The house had no front garden. A swollen unkempt privet hedge concealed the front window. A path whose gravel held still underfoot led between a few patchy fist-sized stones to a large front door beside a stack of two bay windows. Red light smouldered through the curtains and through the panes of the door.

At last the bell brought someone into the crimson hall. His head looked boiling with wiry curls. Eventually his hand found the latch.

“ Peace, Jim,” Peter said. “You know Cathy.”

“ Yeah.” He sounded as though he wasn’t sure or didn’t care. Peter stepped in, glancing warily at the street, and urged her to be quick.

Red light filled the house, thick as jam. Her eyes felt coated with it; she had to prove to herself that she could breathe. Upstairs someone was singing – no, wailing: “Oh shit shit shit.” Was it a bad trip? Another voice tried to interrupt, low and soothing.

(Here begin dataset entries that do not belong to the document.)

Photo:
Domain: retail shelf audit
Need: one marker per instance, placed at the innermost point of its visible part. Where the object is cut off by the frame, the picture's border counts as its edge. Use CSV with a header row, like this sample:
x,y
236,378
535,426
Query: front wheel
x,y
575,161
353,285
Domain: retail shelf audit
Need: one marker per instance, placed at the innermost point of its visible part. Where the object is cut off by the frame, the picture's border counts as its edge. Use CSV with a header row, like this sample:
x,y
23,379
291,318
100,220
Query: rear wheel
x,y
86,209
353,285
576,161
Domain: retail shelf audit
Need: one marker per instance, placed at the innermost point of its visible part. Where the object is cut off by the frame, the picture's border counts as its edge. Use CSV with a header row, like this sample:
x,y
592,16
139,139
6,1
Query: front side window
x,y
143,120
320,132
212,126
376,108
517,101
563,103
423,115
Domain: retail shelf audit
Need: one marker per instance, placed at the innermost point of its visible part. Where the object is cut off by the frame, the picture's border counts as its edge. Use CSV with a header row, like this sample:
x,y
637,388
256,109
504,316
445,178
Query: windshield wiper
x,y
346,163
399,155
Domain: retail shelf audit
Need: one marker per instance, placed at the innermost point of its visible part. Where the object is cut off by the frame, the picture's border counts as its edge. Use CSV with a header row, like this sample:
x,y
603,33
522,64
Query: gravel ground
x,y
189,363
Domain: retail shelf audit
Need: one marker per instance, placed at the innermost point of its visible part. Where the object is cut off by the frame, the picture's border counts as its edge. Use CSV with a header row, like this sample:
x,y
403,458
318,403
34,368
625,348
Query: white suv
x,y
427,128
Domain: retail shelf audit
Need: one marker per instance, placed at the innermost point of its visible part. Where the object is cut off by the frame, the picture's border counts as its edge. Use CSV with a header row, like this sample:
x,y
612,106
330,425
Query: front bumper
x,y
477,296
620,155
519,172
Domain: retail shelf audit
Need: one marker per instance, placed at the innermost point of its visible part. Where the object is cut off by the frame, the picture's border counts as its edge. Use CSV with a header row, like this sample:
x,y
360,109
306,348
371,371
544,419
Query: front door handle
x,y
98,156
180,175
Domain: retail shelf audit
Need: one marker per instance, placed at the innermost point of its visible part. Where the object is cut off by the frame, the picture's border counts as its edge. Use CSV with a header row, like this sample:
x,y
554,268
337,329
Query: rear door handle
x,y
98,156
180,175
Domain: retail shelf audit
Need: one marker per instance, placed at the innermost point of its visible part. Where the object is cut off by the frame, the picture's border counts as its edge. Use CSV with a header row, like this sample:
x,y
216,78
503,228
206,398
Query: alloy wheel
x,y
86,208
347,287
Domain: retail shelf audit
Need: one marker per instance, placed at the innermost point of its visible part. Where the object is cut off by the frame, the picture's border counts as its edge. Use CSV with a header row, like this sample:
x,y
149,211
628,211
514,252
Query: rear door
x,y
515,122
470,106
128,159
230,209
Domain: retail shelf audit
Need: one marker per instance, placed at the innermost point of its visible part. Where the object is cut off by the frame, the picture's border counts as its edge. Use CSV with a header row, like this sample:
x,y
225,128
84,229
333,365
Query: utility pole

Jim gestured them loosely into the front room. In the clotted light, people sat on threadbare furniture or floor cushions. Their tangled hair looked like spaghetti dangling in the sauce of the light. “Hi” or “Yeah” they muttered, or raised lethargic hands. The dim walls were cluttered: mandala posters, science fiction book covers enlarged, posters for rock concerts, a large damp patch of wallpaper. Joss-sticks protruded fuming from small metal stands.

She sat with Peter on a cushion. Jim perched on a limping wooden chair. The bars of a feeble electric fire were indistinguishable from the light. Nobody said anything. Everyone watched a man whose hair swayed about his face as he rolled a joint. His movements were slow and careful as a celebrating priest’s.

Ten minutes later he licked the paper shut. In five more minutes he’d inserted cardboard in the mouth of the joint. A further minute passed before he lit the twisted end. He inhaled, closing his eyes prayerfully.

Everyone watched in a kind of stoned respectful silence. Incomprehensible wails seeped through the ceiling. When was Peter going to get down to business? Delaying was part of the ritual; you had to pretend you weren’t here to score, only to smoke. It might be hours before he asked Jim.

She refused the joint when it reached her at last; she was depressed enough. Someone split open a cigarette to roll another. Conversation began. Had it needed the cannabis to coax it out? The passing of the joint filled the long pauses.

“ They seized eight kilos on the docks today.”

“ Bad news.”

“ There’s supposed to be some Lebanese hash coming from London.”

“ Probably came through Liverpool first.”

“ That’ll put the price up.”

“ Thirty pounds an ounce.”

“ Bad news.”

“ Inflation.”

All that had consumed ten minutes. Words were slowing; heads nodded. One of Jim’s commune returned from the kitchen with a dish of biscuits: hash cookies, or a vegetarian recipe? His long nails were underlined with dirt. Cathy gestured the dish onwards without touching it. She thought of the health food cafe on Hardman Street, full of thin morosely virtuous young men.

Another joint was rolled. She felt cramped and utterly bored. Once she’d seen Fantasia at the Royal Court.